Equities rally, dollar dips with oil as Trump cancels Iran attacks
NEW YORK/LONDON - MSCI's global equities index spiked higher on Thursday while the dollar went into reverse with oil futures on renewed hopes for peace in the Middle East after U.S. President Donald Trump said he has canceled planned strikes against Iran and that the U.S., Iran and other Middle Eastern countries had come to an agreement.
Hours after threatening more bombings and a desire to "take" oil export hub Kharg Island, Trump announced that talks "have been brought to the highest level of Iranian leadership and approved." He also wrote that "discussions and final points" have been approved by the United States, Israel, Saudi Arabia, UAE, Qatar, Turkey, Pakistan, Bahrain, Kuwait, Jordan, Egypt, and others in a post on Truth Social.

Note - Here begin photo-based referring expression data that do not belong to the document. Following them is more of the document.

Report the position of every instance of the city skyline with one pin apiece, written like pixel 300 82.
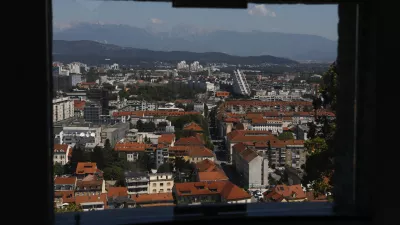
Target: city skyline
pixel 318 20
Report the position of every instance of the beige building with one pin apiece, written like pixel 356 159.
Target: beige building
pixel 160 183
pixel 63 108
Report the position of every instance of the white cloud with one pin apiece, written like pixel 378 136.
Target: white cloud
pixel 261 10
pixel 156 21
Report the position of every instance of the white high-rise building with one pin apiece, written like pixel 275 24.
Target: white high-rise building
pixel 63 108
pixel 182 65
pixel 240 85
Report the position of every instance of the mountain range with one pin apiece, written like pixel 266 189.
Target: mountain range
pixel 92 52
pixel 189 38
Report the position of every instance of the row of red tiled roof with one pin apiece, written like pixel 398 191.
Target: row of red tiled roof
pixel 153 113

In energy markets, oil prices quickly turned lower after the announcement. U.S. crude fell 3% to $87.33 a barrel and Brent fell to $90.13 per barrel, down 3.19% on the day.
On Wall Street equities added to gains. At 01:59 p.m. ET (1759 GMT) the Dow Jones Industrial Average rose 803.60 points, or 1.61%, to 50,722.98, the S&P 500 rose 93.44 points, or 1.27%, to 7,360.43 and the Nasdaq Composite rose 423.00 points, or 1.66%, to 25,592.50.
MSCI's gauge of stocks across the globe rose 10.26 points, or 0.94%, to 1,097.24.
Earlier, the pan-European STOXX 600 index rose 0.54% after the European Central Bank delivered its first interest rate hike in nearly three years, as expected.
In currency markets, the safe-haven dollar lost ground on hopes for Middle East peace. The dollar index, which measures the greenback against a basket of currencies including the yen and the euro, fell 0.14% to 99.91, with the euro up 0.14% at $1.1551.
Against the Japanese yen, the dollar weakened 0.25% to 160.11. In cryptocurrencies, bitcoin gained 2.80% to $63,480.09.
In fixed income markets, the yield on benchmark U.S. 10-year notes fell 6.3 basis points to 4.477%, from 4.54% late on Wednesday while the 30-year bond yield fell 6 basis points to 4.9655% from 5.025% late on Wednesday.
The 2-year note yield, which typically moves in step with interest rate expectations for the Federal Reserve, fell 5 basis points to 4.077%, from 4.127% late on Wednesday.
In precious metals, spot gold rose 1.97% to $4,153.54 an ounce and spot silver rose 3.47% to $65.90 an ounce.
Earlier, U.S. producer prices increased more than expected in May, leading to the largest annual gain in 3-1/2 years as the Middle East conflict drove up the cost of energy products. On the labor market side, the number of Americans filing claims for unemployment benefits increased marginally last week, pointing to continued labor market resilience in early June.